Keep up the thought provoking pieces.
All the best,
Bill
Center for Leadership Excellence
Thank you Bill! I appreciate the encouraging words! Please share my blogs with others as you see fit!
推广第一名 壕奖10088元!
http://www.juxiangyou.com/r3157222
Dave – In order to answer your questions, you first have to define integrity. If you define it as the alignment of an individual’s beliefs, words, and actions, then it could be possible for whistleblowers who earn large rewards to have integrity. Should their core values be money, recognition, etc there would be alignment.
It is vital that individuals know what their core values are, and that companies who hire ensure the alignment of those values with the values of the company. What’s your personal definition of integrity?
Nancy,
I am careful with declaring someone’s can have integrity based on their own values. Otherwise you could say that Hitler had integrity because his beliefs, words and actions were aligned.

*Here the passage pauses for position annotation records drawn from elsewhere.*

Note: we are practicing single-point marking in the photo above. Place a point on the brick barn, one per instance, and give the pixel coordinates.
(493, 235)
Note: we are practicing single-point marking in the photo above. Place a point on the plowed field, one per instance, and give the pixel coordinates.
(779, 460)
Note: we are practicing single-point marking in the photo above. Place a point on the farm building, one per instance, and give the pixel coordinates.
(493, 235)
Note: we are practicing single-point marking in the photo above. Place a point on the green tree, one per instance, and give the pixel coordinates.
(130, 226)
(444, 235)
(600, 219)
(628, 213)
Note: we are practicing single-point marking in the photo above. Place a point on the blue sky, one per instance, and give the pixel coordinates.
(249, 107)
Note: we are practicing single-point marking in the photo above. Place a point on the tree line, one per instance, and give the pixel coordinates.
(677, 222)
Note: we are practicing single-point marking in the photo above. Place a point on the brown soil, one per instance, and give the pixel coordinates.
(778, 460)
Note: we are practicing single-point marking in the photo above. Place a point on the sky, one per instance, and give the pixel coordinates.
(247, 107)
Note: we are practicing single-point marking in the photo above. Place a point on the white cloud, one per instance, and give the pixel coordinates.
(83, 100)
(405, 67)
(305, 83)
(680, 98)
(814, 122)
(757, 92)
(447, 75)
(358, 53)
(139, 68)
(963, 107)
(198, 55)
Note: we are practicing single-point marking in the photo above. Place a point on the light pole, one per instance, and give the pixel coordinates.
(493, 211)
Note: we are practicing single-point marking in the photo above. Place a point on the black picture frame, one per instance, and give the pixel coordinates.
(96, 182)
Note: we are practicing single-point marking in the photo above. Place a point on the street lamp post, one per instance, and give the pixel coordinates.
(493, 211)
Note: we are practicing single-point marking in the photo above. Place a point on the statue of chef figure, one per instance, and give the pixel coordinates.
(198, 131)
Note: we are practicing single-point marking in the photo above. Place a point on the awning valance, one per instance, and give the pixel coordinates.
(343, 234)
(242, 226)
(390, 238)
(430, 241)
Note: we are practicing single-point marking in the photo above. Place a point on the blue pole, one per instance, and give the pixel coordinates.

My definition: Doing what is good and right and proper even if it costs me personally.
There are some universal values that are deep inside of all of us. The majority want these things in others and in themselves.
That is why we are upset when a man pushes an elderly woman out of the way to get off a burning plane, a train engineer causes a crash because he is drinking, a politician cheats on his taxes, or any group kills innocent non-combatants.